A autora sueca Liv Strömquist cria uma obra que mescla ensaio e quadrinho para fazer uma análise histórica dos relacionamentos desde a Grécia Antiga, onde Sócrater traiu Alcibíades, até os dias de hoje, onde Leonardo DiCaprio não consegue sentir nada pelas mulheres com as quais ele se relaciona.
Desaparecimento do outro
Um dos pontos que Liv traz ao leitor é como se apaixonar pelo outro no passado estava relacionado a um olhar de que aquele ser era único, singular, insubstituível. Algo transcendental pelo qual você seria capaz de morrer caso perdesse. Hoje se relacionar se tornou uma busca por alguém que seja parecido com você, e a possibilidade de inclusive usar filtros nos aplicativos de relacionamento para encontrar exatamente pessoas com as características que você quer faz com que você sinta utilizando um cardápio, e com essas pessoas você não se envolve, e sim as consome.
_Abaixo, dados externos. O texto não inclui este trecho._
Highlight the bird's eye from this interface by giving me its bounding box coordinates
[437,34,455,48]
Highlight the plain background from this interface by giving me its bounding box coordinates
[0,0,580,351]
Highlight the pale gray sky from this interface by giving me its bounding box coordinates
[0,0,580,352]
O grande volume de resultado das suas buscas específicas torna o seu parceiro substituível, possível de ser trocado caso haja o menor dos conflitos.
Racionalização dos afetos
Herança da modernidade, a racionalização massiva das coisas, conta Liv, aqui funciona para matar o amor. O motivo é que se apaixonar pressupõe alguma metafísica, um misticismo, algo que não se pode explicar. O fato de querermos tratar as relações como planilhas de excel e fazermos esforço para controlar tudo acaba destruindo a paixão, já que se apaixonar é justamente perder o controle.
Revanche masculina
Por muito tempo homens tiveram o poder em suas mãos, frequentando lugares exclusivos para eles, sendo a única fonte de renda na casa e a voz mais assertiva da família. Com o passar do tempo as mulheres foram conquistando esses espaços, acabando o monopólio masculino. Não tendo mais o poder de antes, a forma que os homens encontraram de retomar um certo controle é colocando o mínimo de si nas relações, dominando suas parceiras pelo emocional. Não bastasse os homens assumirem essa postura, agora as mulheres, para serem valorizadas, estão imitando-os.
Não há saída
Depois de levantar tantos pontos, é normal esperar que Liv apresente uma solução. No entanto, parece não haver uma. Isso pode causar um certo desespero em quem leu a obra, pois todas as problemáticas que aparecem no livro irão acontecer quer você queira ou não.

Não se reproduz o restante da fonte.